Siswa      :    Hmm…. jadi apa yang harus saya lakukan pak?

Guru       :    Anda harus mengelola stress yang anda miliki. Saya berikan cerita kisah seorang samurai yang tertinggal sendiri di medan perang, ia harus menghadapi 100 orang musuh sendirian. Jika ia harus berhadapan secara langsung dengan 100 orang, sudah dipastikan ia akan terbunuh karena dikeroyok. Yang ia lakukan adalah membunuh 1 orang dan berlari menjauh dari gerombolan musuh. Saat gerombolan musuh mengejar, ia berbalik arah dan membunuh 1 orang lagi, dan setelah itu ia berlari menjauh lagi. Ia lakukan hal itu berulang-ulang sampai akhirnya 100 orang habis ditebas dengan pedangnya. Sesungguhnya ia hanya melawan 1 orang, bukan 100 orang. Pesan yang ingin saya sampaikan adalah, ada banyak stress dalam hidup anda, jika anda memikirkannya semua, maka itu membuat anda tambah stress. Anda cukup menyelesaikan masalah dalam hidup anda satu persatu sampai tuntas. Jangan memikirkan masalah yang lain sebelum anda menyelesaikan masalah yang ada di depan mata. Apakah anda sudah paham?
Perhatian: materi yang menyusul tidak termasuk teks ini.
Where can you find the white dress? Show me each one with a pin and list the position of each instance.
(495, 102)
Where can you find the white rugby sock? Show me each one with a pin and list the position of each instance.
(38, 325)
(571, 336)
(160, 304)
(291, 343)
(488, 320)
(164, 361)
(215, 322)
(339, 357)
Siswa      :    Terima kasih pak, sepertinya saya mulai mengerti.

Guru       :    Lalu apa yang akan anda lakukan setelah ini?

Siswa      :    Saya akan kembali ke kelas, fokus belajar, dan bersungguh-sungguh mengerjakan ujian agar bisa lulus mata pelajaran hari ini.


Dan dikemudian hari, siswa tersebut berhasil lulus program kepemimpinan dan menjadi salah satu siswa terbaik di kelasnya. Tak lama setelah kelulusannya, ia kemudian mendapatkan promosi di kantornya.